The Companies and Intellectual Property Commission (CIPC) has introduced a new requirement for all South African companies to declare their compliance with specific sections of the Companies Act 2008 (Act) by completing and submitting a compliance checklist online.
By Madelein Burger, Elodie Maume, Cindy Leibowitz, Marina Hodgkinson at Webber Wentzel
The new requirement came into force on 1 January 2020 and requires companies to submit their compliance checklist before they can file their annual returns.
What is the purpose of the compliance checklist?
Whilst it is a requirement of the Act that companies file an annual return in the prescribed form within the prescribed period, neither the Act nor the regulations to the Act require companies to file a compliance checklist. This new requirement has been set by the CIPC. Companies have questioned the purpose of the compliance checklist and are concerned that compliance will be burdensome.
The stated purpose of the compliance checklist, according to the CIPC, is to ensure compliance with the mandatory requirements of the Act. The CIPC also states that the compliance checklist will serve as an educational tool for directors and company secretaries, in guiding them with regards to their responsibilities in terms of the Companies Act.
The checklist contains a list of 24 questions which a company is required to answer by “yes”, “no” or “not applicable”. A company is required to consider each question in relation to its business activities during the preceding calendar year. The list of questions can be found here. The questions do not provide any detail about the relevant sections of the Act and merely state the number of the sections. In addition, companies are not afforded the opportunity to provide commentary or an explanation for their answers. This would arguably hinder a company from answering a question in the negative. It is also unclear how the CIPC will assess answers from companies without the provision of any background information.
The usefulness of the checklist in its current format for purposes of monitoring compliance with the Act is questionable.
Who will need to complete a compliance checklist and by when does it need to be submitted to the CIPC?
The new requirement will apply to all personal liability, private, public, state-owned and non-profit companies. Companies will be required to complete and submit their compliance checklist before they can file their annual returns. Companies will therefore need to check when their annual return is due and put processes in place to make sure that their compliance checklist is submitted before this date.

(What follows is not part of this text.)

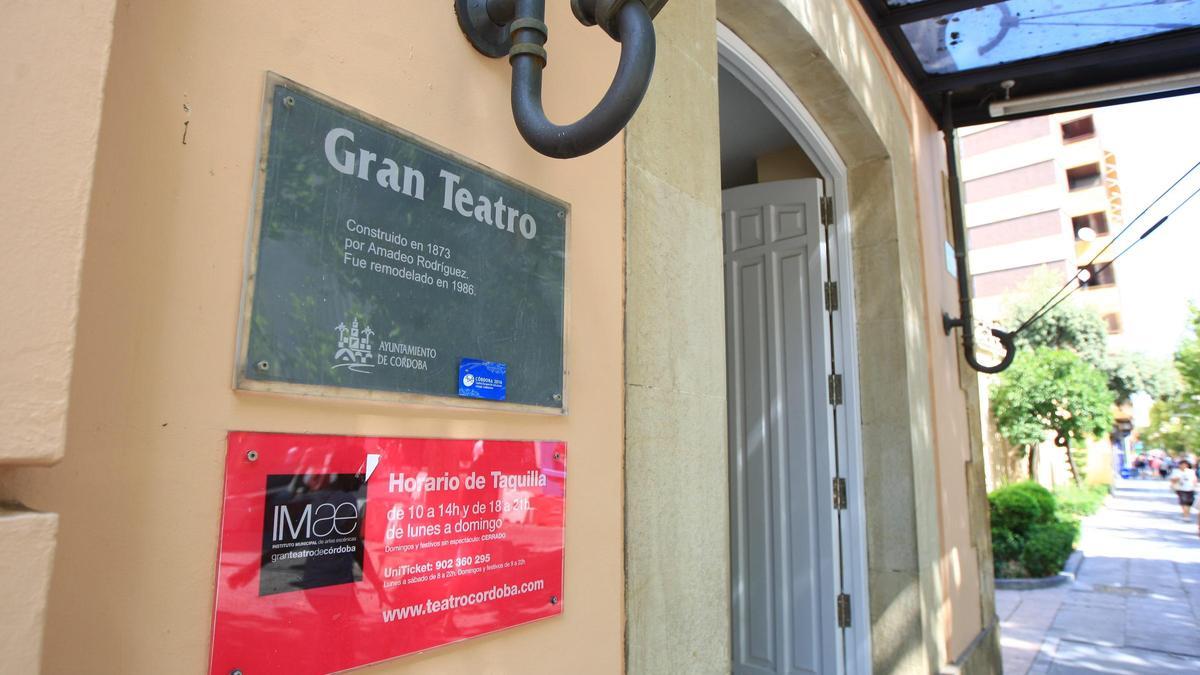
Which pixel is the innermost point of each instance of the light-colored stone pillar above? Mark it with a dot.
(676, 455)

The timing for filing of the compliance checklist gives rise to some practical challenges. Annual returns must be filed within 30 business days after the anniversary date of the company’s date of incorporation, together with a copy of the company’s annual financial statements or financial accountability statements, as the case may be. The financial statements submitted with the annual return normally represent the financial position of the previous financial year (as a company’s financial year-end does not necessarily coincide with the date of filing of its annual return). This could lead to a mismatch in financial and compliance reporting periods and requires clarification from the CIPC.
What are the consequences of not submitting the compliance checklist?

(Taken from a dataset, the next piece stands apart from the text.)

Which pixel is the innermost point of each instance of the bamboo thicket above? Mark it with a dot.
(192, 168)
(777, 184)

The CIPC intends to utilise the compliance checklist to monitor and regulate proper compliance with the Act and has stated that if it identifies trends of non-compliance, it will “act accordingly”. It is unclear what “act accordingly” will entail.

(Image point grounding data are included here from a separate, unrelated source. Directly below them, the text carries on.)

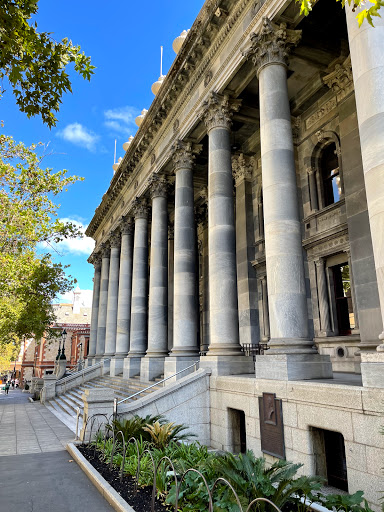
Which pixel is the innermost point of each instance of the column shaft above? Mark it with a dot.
(95, 310)
(103, 302)
(113, 291)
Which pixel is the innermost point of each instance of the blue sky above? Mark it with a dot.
(123, 39)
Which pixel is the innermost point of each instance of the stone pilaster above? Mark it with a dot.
(113, 290)
(322, 293)
(125, 294)
(224, 346)
(95, 259)
(103, 302)
(292, 354)
(246, 278)
(139, 304)
(152, 365)
(185, 345)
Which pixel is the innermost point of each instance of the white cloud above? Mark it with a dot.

The CIPC had originally indicated that if a company fails to complete the compliance checklist, it will not be able to submit its annual returns. Failure by a company to file its annual return results in the company incurring penalties, and eventual de-registration (if annual returns have not been completed for two consecutive years).
However, the compliance checklist e-service available on the CIPC website has not (yet) been linked to the e-service for filing of annual returns. Companies are therefore still able to file their annual returns without filing their compliance checklist first. Accordingly, it is unclear how the CIPC will stop companies from filing their annual returns without filing their compliance checklist first.
What are the consequences of submitting incorrect information in the compliance checklist?
Where a person knowingly provides incorrect information to the CIPC in completing the compliance checklist, then such person commits an offence in terms of the Act and could be liable to a fine or to imprisonment for up to 12 months or to both a fine and imprisonment.
The Act defines the term “knowingly” very broadly. It not only includes actual knowledge but also where a person reasonably ought to have investigated the matter to an extent that would have provided the person with actual knowledge or take other measures which, if taken, would reasonably be expected to have provided the person with actual knowledge of the matter.
In light of the broad definition of the term “knowingly”, a person may be held liable for negligently or accidentally completing the compliance checklist incorrectly.
Ensuring accurate completion of the checklist may prove to be somewhat challenging when one considers that the checklist covers an extensive portion of the Act and regulations to the Act. From a practical perspective, completion of the checklist will require input from various officers at the company, from the directors to the company secretary (if the company has appointed one) and accountants or auditors.
It is therefore essential for businesses and their officers to have a working knowledge and reasonable understanding of the Act and regulations to the Act and to put processes in place to check for compliance. If a company does not have internal resources to do this, they may need to hire the services of a suitably qualified professional. If you do not have a working knowledge or reasonable understanding of the Act, you may experience difficulty in completing the checklist.
The proposed format of the compliance checklist issued by the CIPC is very vague and requires further clarification from the CIPC. In the meantime, companies must apply their mind carefully when completing the checklist to avoid sanctions for non-compliance. Webber Wentzel is working on a guide to assist it in advising companies in ensuring compliance with these new requirements.